Good agreement was obtained between two observers in terms of R2* analyses (ICC,0.8326, 95% confidence interval, 0.7618~0.8838). There were 26 CRT responders and 76 non-responders. R2* values were significantly higher in CRT responders (median, 31.14HZ, 1st-3rd quartiles 24.44~45.24HZ) than that in non-responders (median, 25.18HZ, 1st-3rd quartiles 21.72~30.20HZ). According to ROC curve, R2* values showed diagnostic significance with the AUC value of 0.702. The cutoff values for R2* were 26.92HZ (R2* values of CRT responders was greater than this value) with accuracy rate 65.69%, sensitivity 73.08%, specificity 63.16%, PPV 40.43%, NPV 87.27% .

Conclusion

R2* derived from T2-FFE sequence demonstrated moderate value in predicting tumor response to CRT, which seem to be more effective in rectal cancers with higher R2* value.

Acknowledgements

References

1. Letizia M, Davide I, Davide Paolo B, et al. Locally advanced rectal cancer: value of ADC mapping in prediction of tumor response to radiochemotherapy. European Journal of Radiology. 2013; 82:234-240.

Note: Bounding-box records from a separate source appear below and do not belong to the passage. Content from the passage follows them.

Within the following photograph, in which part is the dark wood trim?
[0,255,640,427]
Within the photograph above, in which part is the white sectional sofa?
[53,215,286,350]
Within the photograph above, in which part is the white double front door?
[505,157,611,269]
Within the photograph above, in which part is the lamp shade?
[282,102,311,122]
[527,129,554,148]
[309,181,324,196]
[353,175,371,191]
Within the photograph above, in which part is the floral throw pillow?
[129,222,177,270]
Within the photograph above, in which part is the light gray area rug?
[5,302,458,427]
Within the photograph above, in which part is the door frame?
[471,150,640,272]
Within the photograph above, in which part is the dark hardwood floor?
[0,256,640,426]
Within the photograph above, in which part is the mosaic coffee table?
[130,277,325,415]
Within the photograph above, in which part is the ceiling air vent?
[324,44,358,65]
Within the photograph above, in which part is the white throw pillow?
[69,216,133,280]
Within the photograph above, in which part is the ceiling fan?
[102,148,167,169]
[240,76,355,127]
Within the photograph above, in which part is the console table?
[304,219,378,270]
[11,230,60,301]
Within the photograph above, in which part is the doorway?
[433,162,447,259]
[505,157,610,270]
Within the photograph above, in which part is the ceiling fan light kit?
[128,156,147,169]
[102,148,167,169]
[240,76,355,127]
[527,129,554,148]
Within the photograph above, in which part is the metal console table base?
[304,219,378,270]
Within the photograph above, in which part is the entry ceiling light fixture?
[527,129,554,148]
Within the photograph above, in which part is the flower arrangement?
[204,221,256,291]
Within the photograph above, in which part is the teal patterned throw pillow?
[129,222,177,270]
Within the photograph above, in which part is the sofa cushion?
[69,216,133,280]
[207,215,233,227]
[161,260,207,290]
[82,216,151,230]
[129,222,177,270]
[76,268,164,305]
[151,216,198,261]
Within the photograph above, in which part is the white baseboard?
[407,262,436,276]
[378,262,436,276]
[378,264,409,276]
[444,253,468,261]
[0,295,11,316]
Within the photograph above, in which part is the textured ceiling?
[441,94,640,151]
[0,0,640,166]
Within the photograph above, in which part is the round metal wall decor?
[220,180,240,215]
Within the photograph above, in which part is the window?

2. Wright GA, Hu BS, Macovski A. Estimating oxygen saturation of blood in vivo with MR imaging at 1.5 T. J Mag Reson Imaging 1991;1:275–283.

3. Li X S, Fan H X, Fang H, et al. Value of R2* obtained from T2*-weighted imaging in predicting the prognosis of advanced cervical squamous carcinoma treated with concurrent chemoradiotherapy. Journal of Magnetic Resonance Imaging Jmri, 2015, 42(3):681-688.

4. Fyles A, Milosevic M, Hedley D, et al. Tumor hypoxia has independent predictor impact only in patients with node-negative cervix cancer. J Clin Oncol 2002;20:680–687.